Los niños suelen aceptar intuitivamente lo que son. Una historia verídica:

Mi nieta Beatriz a los cuatro años era una niña muy inquieta y al final del día su madre terminaba rendida. Una noche, su madre, le dijo:
– Beatriz, mira, me has agotado. Ahora te daré un baño. Después te irás a tu habitación, te quedarás allí en silencio durante unos minutos y rezarás a Dios para que haga de ti una niña más buena.
Beatriz aceptó de buen grado y se fue a su habitación, pero volvió a salir a los dos minutos. Su madre le preguntó:
– ¿Has rezado a Dios?
– Sí, mamá, le he rezado de verdad, porque no quiero fatigarte, así que me he esforzado mucho –respondió la niña.
– ¿Qué le has pedido?
– He hecho lo que me has dicho. Le he pedido que me hiciera más buena, para no cansar tanto a mi mamá. De verdad que he rezado.
Su madre estaba contenta. Pero al día siguiente, Beatriz fue Beatriz, y volvió a hacer las mismas cosas. Al final de otro largo día, su madre le dijo:
– Beatriz, me dijiste anoche que habías rezado.
– Mamá, es verdad que recé. Me esforcé mucho. De modo que si Él no me ha hecho más buena, significa que o no puede hacer nada o quiere que yo sea así.

Bajo la mirada de Dios nos sentimos liberados del apremio de ser los mejores, los perpetuos gana­dores; y podemos vivir con el ánimo tranquilo, sin hacer continuos esfuerzos por mostrarnos como en nuestro mejor día, ni gastar increíbles energías en aparentar lo que no somos; podemos -sencillamen­te- ser como somos. No existe mejor técnica para vivir serenos y confiados que ésta: apoyarnos como niños pequeños en la ternura de un Padre que nos quiere como somos.

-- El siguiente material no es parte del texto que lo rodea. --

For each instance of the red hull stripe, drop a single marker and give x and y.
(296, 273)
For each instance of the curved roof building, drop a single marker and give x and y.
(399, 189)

3 comentarios en “El secreto de la humildad

  1. Mane dijo:

    Una llamada a cambiar de rumbo. No estamos llamados a ser los primeros sino a servir la mesa. Actitud de servicio y acogida. Dichosos los que viven para los demás sin recibir recompensa. Siempre es posible!
    Gracias por esta preciosa homilía.